Magnetic coupling in CoCr$_2$O$_4$ and MnCr$_2$O$_4$: an LSDA+$U$ study

Competing magnetic interactions can lead to very interesting magnetic structures and pronounced effects due to spin-lattice coupling. Chromium spinels with additional magnetic $A$-site cations are prime examples for such systems, and have recently regained attention due to the discovery of a small electric polarization in CoCr$_2$O$_4$ [1]. The multiferroic character of CoCr$_2$O$_4$ is supposedly a result of its inversion symmetry-breaking magnetic structure, which has been classified as a ``ferrimagnetic spiral'' [2]. To achieve a better understanding of the complicated magnetic structure in CoCr$_2$O$_4$ and similar systems, an {\it ab initio} determination of the magnetic coupling constants is very desirable.

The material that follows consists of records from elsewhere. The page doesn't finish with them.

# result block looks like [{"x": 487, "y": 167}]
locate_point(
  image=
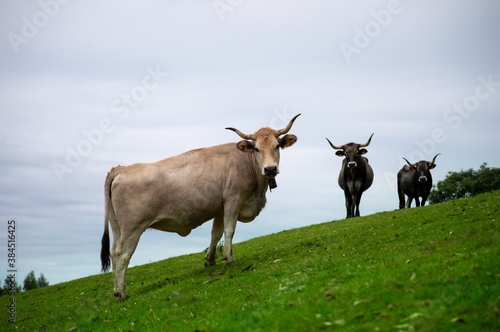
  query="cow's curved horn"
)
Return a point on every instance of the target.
[
  {"x": 244, "y": 136},
  {"x": 288, "y": 127},
  {"x": 412, "y": 165},
  {"x": 337, "y": 147},
  {"x": 433, "y": 160},
  {"x": 367, "y": 143}
]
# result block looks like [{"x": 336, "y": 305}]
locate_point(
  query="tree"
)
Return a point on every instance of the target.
[
  {"x": 465, "y": 184},
  {"x": 7, "y": 288},
  {"x": 42, "y": 282}
]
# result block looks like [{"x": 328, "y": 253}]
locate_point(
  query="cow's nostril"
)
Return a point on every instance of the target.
[{"x": 271, "y": 170}]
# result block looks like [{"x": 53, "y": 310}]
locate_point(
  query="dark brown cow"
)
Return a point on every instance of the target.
[
  {"x": 356, "y": 175},
  {"x": 415, "y": 180},
  {"x": 225, "y": 183}
]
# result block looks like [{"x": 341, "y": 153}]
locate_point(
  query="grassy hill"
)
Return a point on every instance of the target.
[{"x": 435, "y": 268}]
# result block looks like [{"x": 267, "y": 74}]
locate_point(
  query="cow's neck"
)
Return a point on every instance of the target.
[{"x": 262, "y": 181}]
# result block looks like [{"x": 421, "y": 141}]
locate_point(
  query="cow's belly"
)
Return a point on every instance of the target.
[
  {"x": 251, "y": 208},
  {"x": 355, "y": 186},
  {"x": 183, "y": 221}
]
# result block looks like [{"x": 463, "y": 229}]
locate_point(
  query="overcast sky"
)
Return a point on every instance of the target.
[{"x": 88, "y": 85}]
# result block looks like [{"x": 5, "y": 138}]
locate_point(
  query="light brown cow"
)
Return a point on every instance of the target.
[{"x": 225, "y": 182}]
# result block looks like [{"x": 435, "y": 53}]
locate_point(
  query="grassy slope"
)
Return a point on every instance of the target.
[{"x": 431, "y": 268}]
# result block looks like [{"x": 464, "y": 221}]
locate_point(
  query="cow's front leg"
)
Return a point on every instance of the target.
[
  {"x": 230, "y": 219},
  {"x": 217, "y": 230}
]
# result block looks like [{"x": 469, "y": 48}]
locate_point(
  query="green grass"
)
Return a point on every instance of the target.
[{"x": 435, "y": 268}]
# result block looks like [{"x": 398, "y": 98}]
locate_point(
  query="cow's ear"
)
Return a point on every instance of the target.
[
  {"x": 245, "y": 146},
  {"x": 287, "y": 140}
]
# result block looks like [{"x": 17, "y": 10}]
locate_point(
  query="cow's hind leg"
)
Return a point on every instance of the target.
[
  {"x": 217, "y": 230},
  {"x": 349, "y": 204},
  {"x": 401, "y": 199},
  {"x": 231, "y": 211},
  {"x": 122, "y": 251},
  {"x": 358, "y": 200},
  {"x": 417, "y": 201}
]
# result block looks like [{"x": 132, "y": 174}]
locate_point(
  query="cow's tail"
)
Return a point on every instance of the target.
[{"x": 105, "y": 252}]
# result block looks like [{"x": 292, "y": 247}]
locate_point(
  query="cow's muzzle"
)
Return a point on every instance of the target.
[
  {"x": 271, "y": 171},
  {"x": 352, "y": 164}
]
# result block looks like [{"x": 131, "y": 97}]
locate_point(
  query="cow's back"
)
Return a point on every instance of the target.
[{"x": 181, "y": 192}]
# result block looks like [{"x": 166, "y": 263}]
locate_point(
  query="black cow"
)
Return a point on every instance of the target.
[
  {"x": 356, "y": 175},
  {"x": 414, "y": 181}
]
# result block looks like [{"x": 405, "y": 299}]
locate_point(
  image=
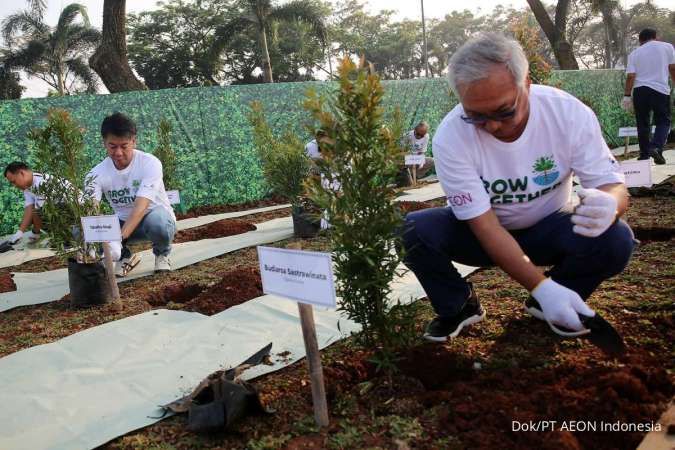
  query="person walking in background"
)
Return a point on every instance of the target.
[
  {"x": 416, "y": 142},
  {"x": 20, "y": 175},
  {"x": 647, "y": 83}
]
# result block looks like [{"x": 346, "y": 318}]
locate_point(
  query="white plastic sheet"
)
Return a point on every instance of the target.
[
  {"x": 93, "y": 386},
  {"x": 36, "y": 288},
  {"x": 22, "y": 254}
]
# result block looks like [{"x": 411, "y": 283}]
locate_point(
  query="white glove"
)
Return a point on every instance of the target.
[
  {"x": 595, "y": 214},
  {"x": 32, "y": 237},
  {"x": 115, "y": 250},
  {"x": 16, "y": 237},
  {"x": 561, "y": 305}
]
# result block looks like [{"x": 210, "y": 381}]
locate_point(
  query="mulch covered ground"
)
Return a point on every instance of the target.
[
  {"x": 222, "y": 228},
  {"x": 235, "y": 287},
  {"x": 463, "y": 394},
  {"x": 6, "y": 283},
  {"x": 213, "y": 230},
  {"x": 199, "y": 211}
]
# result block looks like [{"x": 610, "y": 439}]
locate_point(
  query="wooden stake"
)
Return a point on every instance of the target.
[
  {"x": 110, "y": 273},
  {"x": 314, "y": 364}
]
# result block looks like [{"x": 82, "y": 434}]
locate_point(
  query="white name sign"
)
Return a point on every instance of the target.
[
  {"x": 638, "y": 173},
  {"x": 306, "y": 277},
  {"x": 630, "y": 131},
  {"x": 101, "y": 228},
  {"x": 415, "y": 160},
  {"x": 174, "y": 197}
]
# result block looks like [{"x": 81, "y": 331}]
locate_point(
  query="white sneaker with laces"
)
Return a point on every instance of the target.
[
  {"x": 162, "y": 263},
  {"x": 126, "y": 265}
]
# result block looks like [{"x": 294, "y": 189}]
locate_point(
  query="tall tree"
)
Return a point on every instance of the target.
[
  {"x": 556, "y": 31},
  {"x": 110, "y": 59},
  {"x": 38, "y": 7},
  {"x": 55, "y": 55},
  {"x": 170, "y": 46},
  {"x": 9, "y": 85},
  {"x": 261, "y": 15}
]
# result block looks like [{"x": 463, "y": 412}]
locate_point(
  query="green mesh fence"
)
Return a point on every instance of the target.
[{"x": 216, "y": 159}]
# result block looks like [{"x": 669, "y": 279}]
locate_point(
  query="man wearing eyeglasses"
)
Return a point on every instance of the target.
[{"x": 505, "y": 157}]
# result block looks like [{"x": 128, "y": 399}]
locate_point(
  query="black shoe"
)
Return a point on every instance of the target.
[
  {"x": 658, "y": 157},
  {"x": 441, "y": 328}
]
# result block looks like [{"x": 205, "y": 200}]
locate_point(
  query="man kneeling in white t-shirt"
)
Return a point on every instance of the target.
[
  {"x": 133, "y": 184},
  {"x": 22, "y": 177},
  {"x": 505, "y": 157}
]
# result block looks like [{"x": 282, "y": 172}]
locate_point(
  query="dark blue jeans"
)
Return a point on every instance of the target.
[
  {"x": 645, "y": 102},
  {"x": 435, "y": 237},
  {"x": 157, "y": 227}
]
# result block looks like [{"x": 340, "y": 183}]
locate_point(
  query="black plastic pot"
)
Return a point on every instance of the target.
[
  {"x": 305, "y": 225},
  {"x": 88, "y": 284}
]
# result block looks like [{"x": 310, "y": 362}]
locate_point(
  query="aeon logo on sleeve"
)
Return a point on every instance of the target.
[{"x": 461, "y": 199}]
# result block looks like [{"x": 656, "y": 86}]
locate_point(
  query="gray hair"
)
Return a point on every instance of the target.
[{"x": 474, "y": 60}]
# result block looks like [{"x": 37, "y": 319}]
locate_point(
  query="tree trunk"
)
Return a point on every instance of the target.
[
  {"x": 267, "y": 66},
  {"x": 555, "y": 32},
  {"x": 61, "y": 88},
  {"x": 611, "y": 32},
  {"x": 110, "y": 59}
]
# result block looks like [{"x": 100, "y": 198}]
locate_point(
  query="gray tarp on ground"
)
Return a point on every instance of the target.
[
  {"x": 36, "y": 288},
  {"x": 27, "y": 253},
  {"x": 88, "y": 388}
]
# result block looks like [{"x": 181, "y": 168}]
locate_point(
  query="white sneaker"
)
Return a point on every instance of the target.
[
  {"x": 126, "y": 265},
  {"x": 162, "y": 263}
]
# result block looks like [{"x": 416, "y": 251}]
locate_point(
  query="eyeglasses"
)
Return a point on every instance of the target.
[{"x": 480, "y": 119}]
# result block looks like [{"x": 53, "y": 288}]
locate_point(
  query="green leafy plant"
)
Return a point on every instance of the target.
[
  {"x": 60, "y": 154},
  {"x": 284, "y": 162},
  {"x": 363, "y": 156},
  {"x": 166, "y": 154}
]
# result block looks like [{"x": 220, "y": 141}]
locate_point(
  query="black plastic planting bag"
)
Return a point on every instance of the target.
[
  {"x": 5, "y": 246},
  {"x": 221, "y": 399},
  {"x": 88, "y": 284}
]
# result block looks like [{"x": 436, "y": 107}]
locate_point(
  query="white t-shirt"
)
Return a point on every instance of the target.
[
  {"x": 142, "y": 178},
  {"x": 30, "y": 198},
  {"x": 416, "y": 146},
  {"x": 649, "y": 62},
  {"x": 312, "y": 149},
  {"x": 531, "y": 178}
]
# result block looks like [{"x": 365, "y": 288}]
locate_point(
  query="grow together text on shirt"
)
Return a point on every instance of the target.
[
  {"x": 124, "y": 196},
  {"x": 515, "y": 190}
]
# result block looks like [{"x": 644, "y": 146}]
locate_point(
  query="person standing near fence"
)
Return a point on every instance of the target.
[{"x": 648, "y": 92}]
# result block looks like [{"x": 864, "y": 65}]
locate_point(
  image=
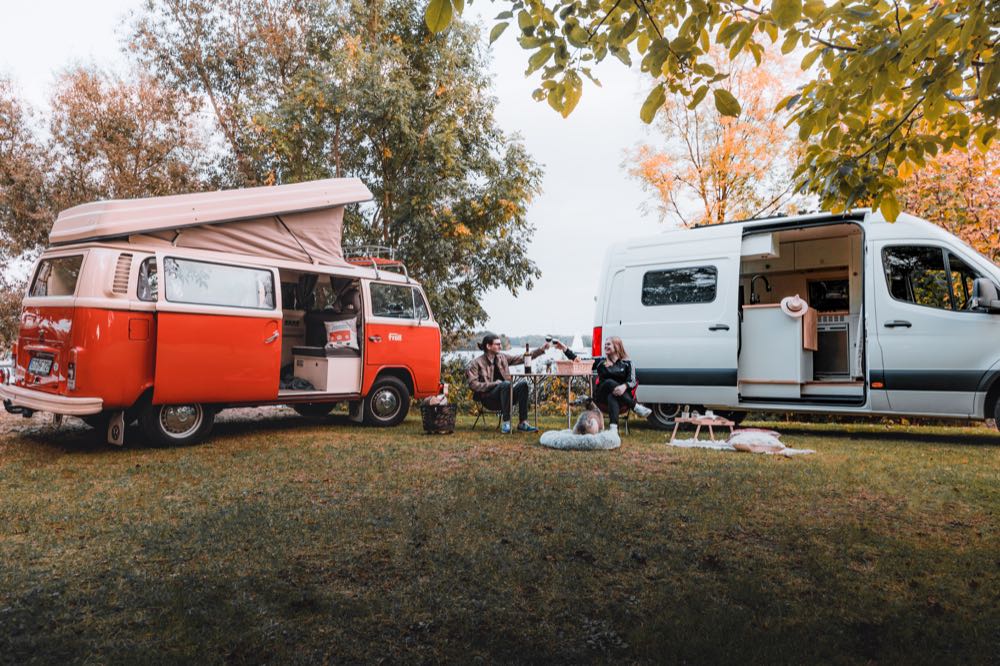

Here, we present results of LSDA+$U$ calculations of the magnetic coupling constants in both CoCr$_2$O$_4$ and MnCr$_2$O$_4$ [3]. We carefully assess the predictive power of such calculations, and then give quantitative estimates for the strengths of the most prominent magnetic interactions. Our results highlight the possible importance of $AA$ interactions in spinel systems with magnetic ions on both $A$ and $B$ sites, and provide an important link between previous theory and experimental observations. \par \noindent [1] Y. Yamasaki {\it et al.}, Phys. Rev. Lett. 96, 207204 (2006). [2] D. H. Lyons {\it et al.}, Phys. Rev. 126, 540 (1962). [3] C. Ederer and M. Komelj, Phys. Rev. B 76, 064409 (2007).